Concentra Health settles HHS charges over 2011 laptop theft breach, to pay $1.7M

Concentra Health Services (Concentra) has agreed to pay OCR $1,725,220 to settle potential violations of the Health Insurance Portability and Accountability Act of 1996 (HIPAA) Privacy and Security Rules, and will adopt a corrective action plan to evidence their remediation of these findings.

The settlement stems from an incident on November 30, 2011 (previously reported here) in which a laptop with unencrypted PHI of 870 patients was stolen from Concentra’s physical therapy office in Springfield, Missouri.
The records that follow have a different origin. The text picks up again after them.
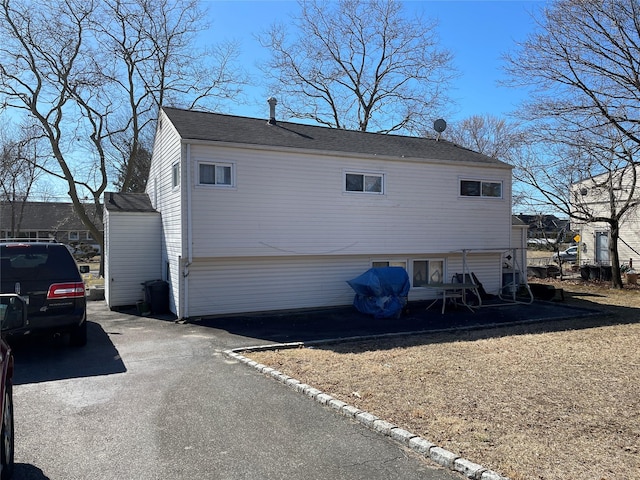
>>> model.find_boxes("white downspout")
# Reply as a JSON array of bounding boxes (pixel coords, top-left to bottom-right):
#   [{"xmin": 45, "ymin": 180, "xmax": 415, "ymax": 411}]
[{"xmin": 181, "ymin": 143, "xmax": 193, "ymax": 318}]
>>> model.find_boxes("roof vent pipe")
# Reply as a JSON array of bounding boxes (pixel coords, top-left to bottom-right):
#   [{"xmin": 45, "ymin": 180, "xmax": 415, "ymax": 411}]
[{"xmin": 267, "ymin": 97, "xmax": 278, "ymax": 125}]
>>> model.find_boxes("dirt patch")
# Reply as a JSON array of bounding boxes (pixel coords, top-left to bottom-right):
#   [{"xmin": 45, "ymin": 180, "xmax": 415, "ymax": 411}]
[{"xmin": 248, "ymin": 281, "xmax": 640, "ymax": 480}]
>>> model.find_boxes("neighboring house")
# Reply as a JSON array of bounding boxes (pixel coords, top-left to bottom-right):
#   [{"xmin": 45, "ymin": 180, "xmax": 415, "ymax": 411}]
[
  {"xmin": 0, "ymin": 202, "xmax": 100, "ymax": 249},
  {"xmin": 106, "ymin": 105, "xmax": 525, "ymax": 318},
  {"xmin": 571, "ymin": 172, "xmax": 640, "ymax": 269},
  {"xmin": 516, "ymin": 214, "xmax": 573, "ymax": 245}
]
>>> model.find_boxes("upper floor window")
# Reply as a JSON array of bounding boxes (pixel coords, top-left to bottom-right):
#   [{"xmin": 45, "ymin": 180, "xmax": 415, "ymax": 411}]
[
  {"xmin": 171, "ymin": 163, "xmax": 180, "ymax": 188},
  {"xmin": 345, "ymin": 172, "xmax": 384, "ymax": 195},
  {"xmin": 460, "ymin": 180, "xmax": 502, "ymax": 198},
  {"xmin": 198, "ymin": 163, "xmax": 233, "ymax": 187}
]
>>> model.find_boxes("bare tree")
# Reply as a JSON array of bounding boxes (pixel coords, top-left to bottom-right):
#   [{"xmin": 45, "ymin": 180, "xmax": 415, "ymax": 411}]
[
  {"xmin": 506, "ymin": 0, "xmax": 640, "ymax": 287},
  {"xmin": 0, "ymin": 124, "xmax": 41, "ymax": 237},
  {"xmin": 444, "ymin": 115, "xmax": 525, "ymax": 163},
  {"xmin": 260, "ymin": 0, "xmax": 454, "ymax": 133},
  {"xmin": 0, "ymin": 0, "xmax": 243, "ymax": 248},
  {"xmin": 514, "ymin": 127, "xmax": 640, "ymax": 288}
]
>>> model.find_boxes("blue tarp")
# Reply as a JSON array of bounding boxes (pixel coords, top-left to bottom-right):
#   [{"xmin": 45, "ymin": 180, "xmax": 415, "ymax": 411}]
[{"xmin": 347, "ymin": 267, "xmax": 410, "ymax": 318}]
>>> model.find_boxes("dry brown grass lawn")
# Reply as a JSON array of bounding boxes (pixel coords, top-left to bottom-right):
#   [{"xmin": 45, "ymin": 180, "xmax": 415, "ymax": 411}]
[{"xmin": 248, "ymin": 281, "xmax": 640, "ymax": 480}]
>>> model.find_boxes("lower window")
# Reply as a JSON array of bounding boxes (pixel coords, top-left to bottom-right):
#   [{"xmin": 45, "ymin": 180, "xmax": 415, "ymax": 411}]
[
  {"xmin": 371, "ymin": 260, "xmax": 407, "ymax": 270},
  {"xmin": 412, "ymin": 260, "xmax": 444, "ymax": 287}
]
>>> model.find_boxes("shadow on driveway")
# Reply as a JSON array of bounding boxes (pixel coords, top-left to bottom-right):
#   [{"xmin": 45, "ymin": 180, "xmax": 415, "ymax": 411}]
[
  {"xmin": 191, "ymin": 301, "xmax": 600, "ymax": 343},
  {"xmin": 10, "ymin": 322, "xmax": 127, "ymax": 384},
  {"xmin": 11, "ymin": 463, "xmax": 49, "ymax": 480}
]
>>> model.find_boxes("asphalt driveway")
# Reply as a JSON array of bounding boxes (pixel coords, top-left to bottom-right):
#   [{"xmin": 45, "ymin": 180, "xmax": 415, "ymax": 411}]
[{"xmin": 14, "ymin": 302, "xmax": 464, "ymax": 480}]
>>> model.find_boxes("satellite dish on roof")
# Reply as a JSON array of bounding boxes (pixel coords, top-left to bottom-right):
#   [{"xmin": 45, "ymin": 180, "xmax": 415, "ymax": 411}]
[
  {"xmin": 433, "ymin": 118, "xmax": 447, "ymax": 140},
  {"xmin": 433, "ymin": 118, "xmax": 447, "ymax": 133}
]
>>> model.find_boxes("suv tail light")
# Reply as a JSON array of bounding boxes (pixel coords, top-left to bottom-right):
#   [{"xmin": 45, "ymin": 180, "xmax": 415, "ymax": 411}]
[{"xmin": 47, "ymin": 282, "xmax": 85, "ymax": 300}]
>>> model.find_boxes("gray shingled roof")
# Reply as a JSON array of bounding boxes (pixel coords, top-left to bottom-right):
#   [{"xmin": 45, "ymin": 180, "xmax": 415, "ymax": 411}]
[
  {"xmin": 104, "ymin": 192, "xmax": 155, "ymax": 212},
  {"xmin": 163, "ymin": 107, "xmax": 511, "ymax": 168},
  {"xmin": 0, "ymin": 202, "xmax": 102, "ymax": 231}
]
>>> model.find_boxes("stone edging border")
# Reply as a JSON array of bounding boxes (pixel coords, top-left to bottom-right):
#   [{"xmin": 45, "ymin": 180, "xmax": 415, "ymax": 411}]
[{"xmin": 222, "ymin": 339, "xmax": 509, "ymax": 480}]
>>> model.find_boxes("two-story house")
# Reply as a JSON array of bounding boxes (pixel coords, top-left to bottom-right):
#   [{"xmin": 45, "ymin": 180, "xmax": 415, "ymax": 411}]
[{"xmin": 105, "ymin": 104, "xmax": 524, "ymax": 318}]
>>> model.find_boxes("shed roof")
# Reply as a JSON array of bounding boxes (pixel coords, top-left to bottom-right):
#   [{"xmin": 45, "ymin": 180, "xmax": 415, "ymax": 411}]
[
  {"xmin": 104, "ymin": 192, "xmax": 156, "ymax": 212},
  {"xmin": 163, "ymin": 107, "xmax": 511, "ymax": 168}
]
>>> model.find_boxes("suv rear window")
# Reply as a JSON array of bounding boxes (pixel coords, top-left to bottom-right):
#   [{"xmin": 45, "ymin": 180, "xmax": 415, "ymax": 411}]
[{"xmin": 0, "ymin": 245, "xmax": 79, "ymax": 280}]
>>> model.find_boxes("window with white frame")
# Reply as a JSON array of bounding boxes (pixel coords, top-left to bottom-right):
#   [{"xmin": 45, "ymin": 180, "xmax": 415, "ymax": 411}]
[
  {"xmin": 460, "ymin": 179, "xmax": 502, "ymax": 198},
  {"xmin": 411, "ymin": 259, "xmax": 444, "ymax": 287},
  {"xmin": 371, "ymin": 260, "xmax": 407, "ymax": 270},
  {"xmin": 171, "ymin": 163, "xmax": 180, "ymax": 188},
  {"xmin": 344, "ymin": 172, "xmax": 384, "ymax": 195},
  {"xmin": 198, "ymin": 162, "xmax": 233, "ymax": 187}
]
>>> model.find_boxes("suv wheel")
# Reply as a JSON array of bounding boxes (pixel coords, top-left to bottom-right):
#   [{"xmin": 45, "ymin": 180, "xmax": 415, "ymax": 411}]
[
  {"xmin": 69, "ymin": 320, "xmax": 87, "ymax": 347},
  {"xmin": 0, "ymin": 385, "xmax": 14, "ymax": 480}
]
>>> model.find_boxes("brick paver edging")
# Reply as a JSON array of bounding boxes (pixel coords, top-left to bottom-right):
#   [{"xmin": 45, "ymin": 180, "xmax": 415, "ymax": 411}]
[{"xmin": 223, "ymin": 342, "xmax": 509, "ymax": 480}]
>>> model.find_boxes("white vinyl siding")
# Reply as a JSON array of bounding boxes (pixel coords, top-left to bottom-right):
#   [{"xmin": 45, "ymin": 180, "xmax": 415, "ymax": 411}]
[
  {"xmin": 181, "ymin": 253, "xmax": 501, "ymax": 316},
  {"xmin": 192, "ymin": 145, "xmax": 511, "ymax": 257},
  {"xmin": 147, "ymin": 111, "xmax": 187, "ymax": 314},
  {"xmin": 105, "ymin": 211, "xmax": 162, "ymax": 308}
]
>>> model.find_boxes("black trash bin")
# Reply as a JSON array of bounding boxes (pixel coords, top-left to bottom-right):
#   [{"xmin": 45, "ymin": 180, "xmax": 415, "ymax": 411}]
[{"xmin": 144, "ymin": 280, "xmax": 169, "ymax": 313}]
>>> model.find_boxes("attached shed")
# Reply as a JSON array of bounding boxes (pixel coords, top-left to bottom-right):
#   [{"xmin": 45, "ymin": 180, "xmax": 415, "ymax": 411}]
[{"xmin": 104, "ymin": 192, "xmax": 162, "ymax": 308}]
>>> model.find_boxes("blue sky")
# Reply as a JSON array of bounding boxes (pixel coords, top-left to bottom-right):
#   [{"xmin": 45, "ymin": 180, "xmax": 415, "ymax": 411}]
[{"xmin": 205, "ymin": 0, "xmax": 545, "ymax": 121}]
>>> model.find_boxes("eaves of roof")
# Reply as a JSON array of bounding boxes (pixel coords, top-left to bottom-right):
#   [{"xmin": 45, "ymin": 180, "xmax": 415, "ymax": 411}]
[{"xmin": 163, "ymin": 107, "xmax": 512, "ymax": 169}]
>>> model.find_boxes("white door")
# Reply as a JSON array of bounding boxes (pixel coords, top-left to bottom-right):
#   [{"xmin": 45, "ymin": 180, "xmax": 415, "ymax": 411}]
[{"xmin": 596, "ymin": 232, "xmax": 609, "ymax": 265}]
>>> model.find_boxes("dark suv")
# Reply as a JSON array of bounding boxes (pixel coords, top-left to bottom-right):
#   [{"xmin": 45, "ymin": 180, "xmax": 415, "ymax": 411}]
[{"xmin": 0, "ymin": 242, "xmax": 87, "ymax": 346}]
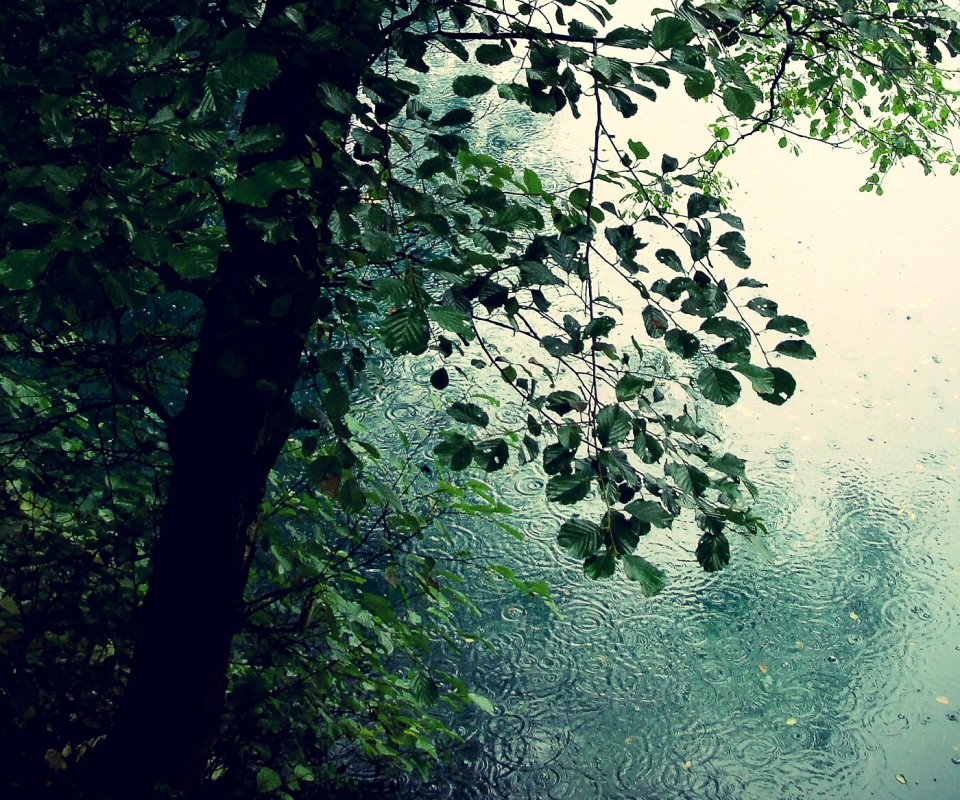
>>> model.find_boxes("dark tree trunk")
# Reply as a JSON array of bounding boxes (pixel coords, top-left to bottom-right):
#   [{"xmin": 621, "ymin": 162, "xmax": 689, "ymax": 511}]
[{"xmin": 94, "ymin": 4, "xmax": 380, "ymax": 798}]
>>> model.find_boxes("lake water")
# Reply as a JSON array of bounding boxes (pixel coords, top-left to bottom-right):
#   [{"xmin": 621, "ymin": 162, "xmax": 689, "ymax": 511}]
[{"xmin": 362, "ymin": 28, "xmax": 960, "ymax": 800}]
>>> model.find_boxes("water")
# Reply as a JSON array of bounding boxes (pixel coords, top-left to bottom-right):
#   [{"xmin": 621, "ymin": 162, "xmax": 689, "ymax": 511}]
[{"xmin": 358, "ymin": 31, "xmax": 960, "ymax": 800}]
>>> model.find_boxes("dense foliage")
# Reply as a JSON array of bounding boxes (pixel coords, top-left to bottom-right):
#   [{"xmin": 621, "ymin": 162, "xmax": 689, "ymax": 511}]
[{"xmin": 0, "ymin": 0, "xmax": 960, "ymax": 797}]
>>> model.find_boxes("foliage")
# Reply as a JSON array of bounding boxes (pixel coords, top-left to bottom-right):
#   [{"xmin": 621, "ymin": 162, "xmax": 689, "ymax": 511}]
[{"xmin": 0, "ymin": 0, "xmax": 960, "ymax": 797}]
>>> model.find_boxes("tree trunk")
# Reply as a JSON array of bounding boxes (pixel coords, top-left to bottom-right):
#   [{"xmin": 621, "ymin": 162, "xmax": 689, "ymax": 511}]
[{"xmin": 88, "ymin": 3, "xmax": 382, "ymax": 798}]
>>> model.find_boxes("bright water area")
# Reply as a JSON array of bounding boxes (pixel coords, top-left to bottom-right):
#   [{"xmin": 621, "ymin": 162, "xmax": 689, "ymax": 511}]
[{"xmin": 360, "ymin": 50, "xmax": 960, "ymax": 800}]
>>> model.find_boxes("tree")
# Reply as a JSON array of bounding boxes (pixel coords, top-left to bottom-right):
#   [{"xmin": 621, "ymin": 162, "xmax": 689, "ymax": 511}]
[{"xmin": 0, "ymin": 0, "xmax": 960, "ymax": 797}]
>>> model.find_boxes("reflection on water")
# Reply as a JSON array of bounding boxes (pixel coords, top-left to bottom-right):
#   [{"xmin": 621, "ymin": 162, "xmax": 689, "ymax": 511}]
[
  {"xmin": 374, "ymin": 434, "xmax": 960, "ymax": 800},
  {"xmin": 358, "ymin": 26, "xmax": 960, "ymax": 800}
]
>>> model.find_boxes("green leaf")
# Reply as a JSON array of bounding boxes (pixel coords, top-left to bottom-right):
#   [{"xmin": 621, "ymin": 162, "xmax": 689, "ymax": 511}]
[
  {"xmin": 734, "ymin": 364, "xmax": 774, "ymax": 394},
  {"xmin": 767, "ymin": 314, "xmax": 810, "ymax": 336},
  {"xmin": 257, "ymin": 767, "xmax": 283, "ymax": 792},
  {"xmin": 547, "ymin": 472, "xmax": 590, "ymax": 505},
  {"xmin": 543, "ymin": 443, "xmax": 579, "ymax": 475},
  {"xmin": 700, "ymin": 317, "xmax": 753, "ymax": 347},
  {"xmin": 617, "ymin": 373, "xmax": 653, "ymax": 403},
  {"xmin": 737, "ymin": 278, "xmax": 769, "ymax": 289},
  {"xmin": 427, "ymin": 306, "xmax": 474, "ymax": 341},
  {"xmin": 220, "ymin": 52, "xmax": 280, "ymax": 89},
  {"xmin": 697, "ymin": 532, "xmax": 730, "ymax": 572},
  {"xmin": 627, "ymin": 139, "xmax": 650, "ymax": 161},
  {"xmin": 633, "ymin": 64, "xmax": 670, "ymax": 89},
  {"xmin": 774, "ymin": 339, "xmax": 817, "ymax": 361},
  {"xmin": 687, "ymin": 192, "xmax": 715, "ymax": 217},
  {"xmin": 557, "ymin": 517, "xmax": 603, "ymax": 558},
  {"xmin": 447, "ymin": 400, "xmax": 490, "ymax": 428},
  {"xmin": 433, "ymin": 432, "xmax": 473, "ymax": 472},
  {"xmin": 7, "ymin": 203, "xmax": 57, "ymax": 225},
  {"xmin": 546, "ymin": 389, "xmax": 587, "ymax": 415},
  {"xmin": 473, "ymin": 439, "xmax": 510, "ymax": 472},
  {"xmin": 747, "ymin": 297, "xmax": 777, "ymax": 317},
  {"xmin": 523, "ymin": 168, "xmax": 543, "ymax": 194},
  {"xmin": 641, "ymin": 306, "xmax": 668, "ymax": 339},
  {"xmin": 597, "ymin": 404, "xmax": 633, "ymax": 447},
  {"xmin": 623, "ymin": 500, "xmax": 675, "ymax": 528},
  {"xmin": 656, "ymin": 247, "xmax": 684, "ymax": 272},
  {"xmin": 603, "ymin": 26, "xmax": 650, "ymax": 50},
  {"xmin": 432, "ymin": 107, "xmax": 473, "ymax": 128},
  {"xmin": 633, "ymin": 432, "xmax": 663, "ymax": 464},
  {"xmin": 650, "ymin": 17, "xmax": 693, "ymax": 52},
  {"xmin": 683, "ymin": 69, "xmax": 715, "ymax": 100},
  {"xmin": 663, "ymin": 328, "xmax": 700, "ymax": 358},
  {"xmin": 622, "ymin": 553, "xmax": 667, "ymax": 597},
  {"xmin": 167, "ymin": 245, "xmax": 220, "ymax": 278},
  {"xmin": 760, "ymin": 367, "xmax": 797, "ymax": 406},
  {"xmin": 697, "ymin": 366, "xmax": 740, "ymax": 406},
  {"xmin": 580, "ymin": 314, "xmax": 617, "ymax": 339},
  {"xmin": 474, "ymin": 42, "xmax": 513, "ymax": 67},
  {"xmin": 723, "ymin": 86, "xmax": 757, "ymax": 119},
  {"xmin": 717, "ymin": 214, "xmax": 743, "ymax": 231},
  {"xmin": 583, "ymin": 548, "xmax": 617, "ymax": 581},
  {"xmin": 707, "ymin": 453, "xmax": 747, "ymax": 478},
  {"xmin": 436, "ymin": 35, "xmax": 470, "ymax": 61},
  {"xmin": 570, "ymin": 186, "xmax": 590, "ymax": 210},
  {"xmin": 603, "ymin": 86, "xmax": 640, "ymax": 119},
  {"xmin": 0, "ymin": 250, "xmax": 47, "ymax": 289},
  {"xmin": 663, "ymin": 461, "xmax": 710, "ymax": 497},
  {"xmin": 233, "ymin": 124, "xmax": 284, "ymax": 153},
  {"xmin": 380, "ymin": 307, "xmax": 430, "ymax": 356},
  {"xmin": 412, "ymin": 671, "xmax": 440, "ymax": 705},
  {"xmin": 453, "ymin": 75, "xmax": 493, "ymax": 97}
]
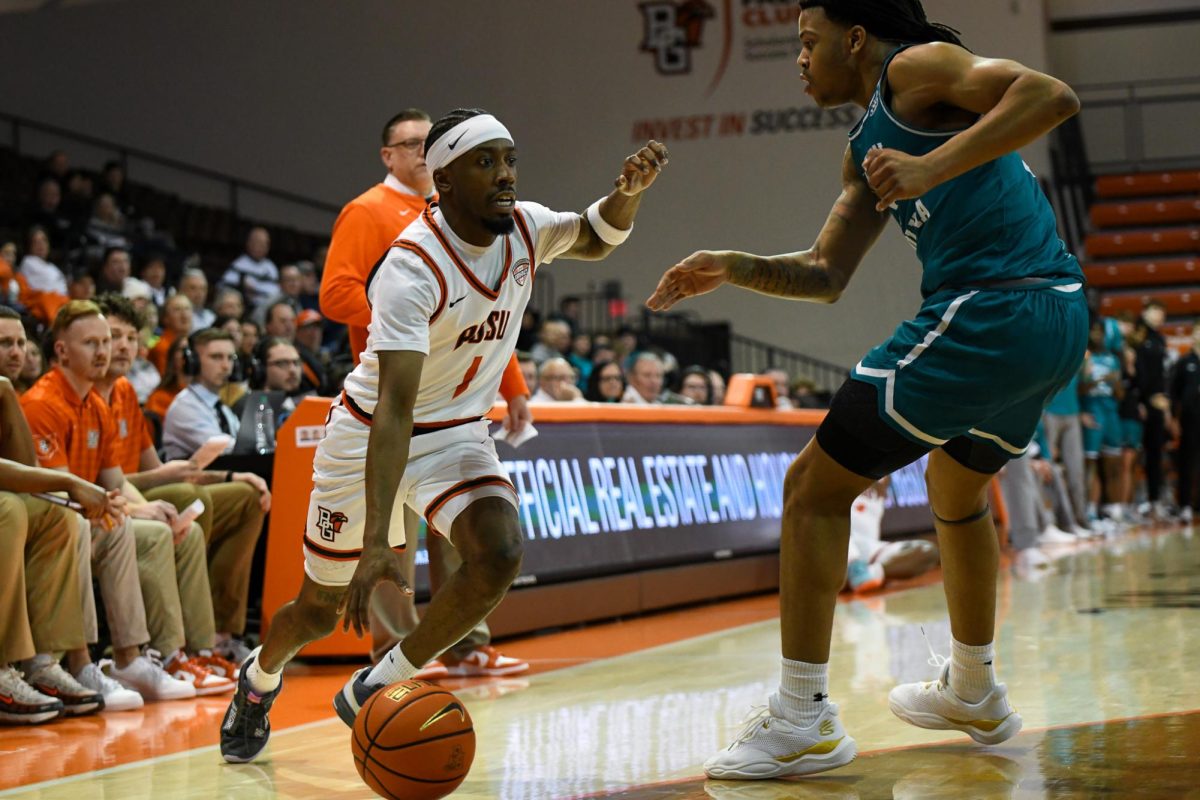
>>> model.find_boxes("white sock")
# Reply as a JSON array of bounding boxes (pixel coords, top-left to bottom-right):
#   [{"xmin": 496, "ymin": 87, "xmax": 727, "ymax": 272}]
[
  {"xmin": 950, "ymin": 639, "xmax": 996, "ymax": 703},
  {"xmin": 776, "ymin": 658, "xmax": 829, "ymax": 727},
  {"xmin": 367, "ymin": 644, "xmax": 416, "ymax": 686},
  {"xmin": 246, "ymin": 645, "xmax": 283, "ymax": 694}
]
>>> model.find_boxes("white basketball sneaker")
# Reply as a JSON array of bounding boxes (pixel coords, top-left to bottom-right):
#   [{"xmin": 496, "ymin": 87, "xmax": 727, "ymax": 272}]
[
  {"xmin": 888, "ymin": 661, "xmax": 1021, "ymax": 745},
  {"xmin": 704, "ymin": 694, "xmax": 858, "ymax": 781}
]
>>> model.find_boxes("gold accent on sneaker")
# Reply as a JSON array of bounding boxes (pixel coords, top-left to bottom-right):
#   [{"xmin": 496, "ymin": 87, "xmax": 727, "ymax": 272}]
[{"xmin": 775, "ymin": 738, "xmax": 845, "ymax": 764}]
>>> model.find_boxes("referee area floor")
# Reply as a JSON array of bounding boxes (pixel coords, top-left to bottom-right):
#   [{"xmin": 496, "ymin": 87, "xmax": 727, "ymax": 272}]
[{"xmin": 0, "ymin": 528, "xmax": 1200, "ymax": 800}]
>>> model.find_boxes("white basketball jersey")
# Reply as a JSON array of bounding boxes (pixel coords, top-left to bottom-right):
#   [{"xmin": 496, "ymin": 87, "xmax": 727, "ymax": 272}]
[{"xmin": 344, "ymin": 203, "xmax": 580, "ymax": 427}]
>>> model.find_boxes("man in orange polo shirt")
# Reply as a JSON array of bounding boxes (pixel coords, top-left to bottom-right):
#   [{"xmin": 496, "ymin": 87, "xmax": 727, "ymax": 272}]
[
  {"xmin": 320, "ymin": 108, "xmax": 533, "ymax": 678},
  {"xmin": 96, "ymin": 294, "xmax": 271, "ymax": 675},
  {"xmin": 20, "ymin": 300, "xmax": 234, "ymax": 699}
]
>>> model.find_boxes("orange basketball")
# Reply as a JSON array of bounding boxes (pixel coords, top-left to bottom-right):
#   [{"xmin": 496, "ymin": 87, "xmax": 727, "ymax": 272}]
[{"xmin": 350, "ymin": 680, "xmax": 475, "ymax": 800}]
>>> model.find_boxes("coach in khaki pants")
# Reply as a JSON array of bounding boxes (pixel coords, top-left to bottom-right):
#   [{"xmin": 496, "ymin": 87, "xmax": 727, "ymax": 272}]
[{"xmin": 0, "ymin": 492, "xmax": 82, "ymax": 666}]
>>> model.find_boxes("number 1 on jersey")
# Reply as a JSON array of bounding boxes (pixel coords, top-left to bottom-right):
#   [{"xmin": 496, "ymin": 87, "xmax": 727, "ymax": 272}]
[{"xmin": 454, "ymin": 355, "xmax": 484, "ymax": 397}]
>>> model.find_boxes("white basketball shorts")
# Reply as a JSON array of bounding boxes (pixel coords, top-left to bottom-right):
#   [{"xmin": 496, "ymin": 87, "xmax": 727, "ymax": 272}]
[{"xmin": 304, "ymin": 399, "xmax": 517, "ymax": 587}]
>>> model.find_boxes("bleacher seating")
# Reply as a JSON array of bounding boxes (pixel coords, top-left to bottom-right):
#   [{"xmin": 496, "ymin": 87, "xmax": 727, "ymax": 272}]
[{"xmin": 1084, "ymin": 172, "xmax": 1200, "ymax": 332}]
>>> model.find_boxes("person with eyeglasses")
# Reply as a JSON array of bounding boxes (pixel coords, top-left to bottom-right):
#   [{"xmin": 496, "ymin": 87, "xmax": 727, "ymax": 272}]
[{"xmin": 320, "ymin": 108, "xmax": 533, "ymax": 679}]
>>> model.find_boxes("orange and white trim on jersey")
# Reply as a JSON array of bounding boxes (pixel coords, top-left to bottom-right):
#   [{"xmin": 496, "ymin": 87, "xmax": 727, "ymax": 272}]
[
  {"xmin": 421, "ymin": 203, "xmax": 511, "ymax": 300},
  {"xmin": 425, "ymin": 475, "xmax": 517, "ymax": 533}
]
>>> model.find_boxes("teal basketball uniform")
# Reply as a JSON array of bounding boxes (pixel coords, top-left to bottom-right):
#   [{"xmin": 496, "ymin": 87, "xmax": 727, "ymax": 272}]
[
  {"xmin": 850, "ymin": 47, "xmax": 1087, "ymax": 458},
  {"xmin": 1084, "ymin": 351, "xmax": 1123, "ymax": 458}
]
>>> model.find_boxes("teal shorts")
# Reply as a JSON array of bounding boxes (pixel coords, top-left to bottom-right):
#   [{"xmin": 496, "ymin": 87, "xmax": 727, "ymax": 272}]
[
  {"xmin": 1121, "ymin": 416, "xmax": 1141, "ymax": 450},
  {"xmin": 1084, "ymin": 397, "xmax": 1123, "ymax": 458},
  {"xmin": 851, "ymin": 283, "xmax": 1088, "ymax": 459}
]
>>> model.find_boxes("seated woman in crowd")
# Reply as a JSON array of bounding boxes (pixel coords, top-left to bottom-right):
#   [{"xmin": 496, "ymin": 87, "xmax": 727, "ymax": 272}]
[{"xmin": 583, "ymin": 361, "xmax": 625, "ymax": 403}]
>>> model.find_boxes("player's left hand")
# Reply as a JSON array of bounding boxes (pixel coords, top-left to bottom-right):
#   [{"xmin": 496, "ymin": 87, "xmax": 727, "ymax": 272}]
[
  {"xmin": 863, "ymin": 148, "xmax": 937, "ymax": 211},
  {"xmin": 337, "ymin": 546, "xmax": 413, "ymax": 639},
  {"xmin": 616, "ymin": 139, "xmax": 668, "ymax": 197},
  {"xmin": 500, "ymin": 395, "xmax": 533, "ymax": 434}
]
The PHI included names, Social Security Numbers and pre-employment work-fitness test results of 870 patients.

HHS opened an investigation in May 2012, and found:

 (1) Concentra failed to adequately remediate and manage its identified lack of encryption or, alternatively, document why encryption was not reasonable and appropriate and implement an equivalent alternative measure to encryption, if reasonable and appropriate, from October 27, 2008, until June 22, 2012 (date on which a complete inventory assessment was completed and Concentra immediately took  action to begin encrypting all unencrypted devices) (see 45 C.F.R. § 164.312(a)(2)(iv)).

(2) Concentra did not sufficiently implement policies and procedures to prevent, detect, contain, and correct security violations under the security management process standard when it failed to adequately execute risk management measures to reduce its identified lack of encryption to a reasonable and appropriate level from October 27, 2008, (date of Concentra’s last project report indicating that 434 out of 597 laptops were encrypted) until June 22, 2012 (date on which a complete inventory assessment was completed and Concentra immediately took action to begin encrypting all unencrypted devices) (see 45 C.F.R. § 164.308(a)(1)(i)).

The settlement contains no admission of guilt by Concentra.

A copy of the corrective action plan (CAP) can be found here (pdf). It includes risk assessment and risk management plan requirements. Of note (to me, anyway), even though HIPAA does not require encryption, the CAP includes this provision:

Encryption Status Update Requirements

1. Within 120 days of the Effective Date, at one year following the Effective Date, and at the conclusion of the one year period thereafter, Concentra shall provide an update to HHS regarding its encryption status, which shall include:

a. The percentage of all Concentra devices and equipment (laptops, desktops, medical equipment, tablets, and other storage devices) that are encrypted at that point in time.
b. Evidence that all new devices and equipment (laptops, desktops, medical equipment, tablets, and other storage devices) have been encrypted.
c. An explanation for the percentage of devices and equipment that are not encrypted.
d. A breakdown of the percentage of encrypted devices and equipment for each specific Concentra facility and worksite.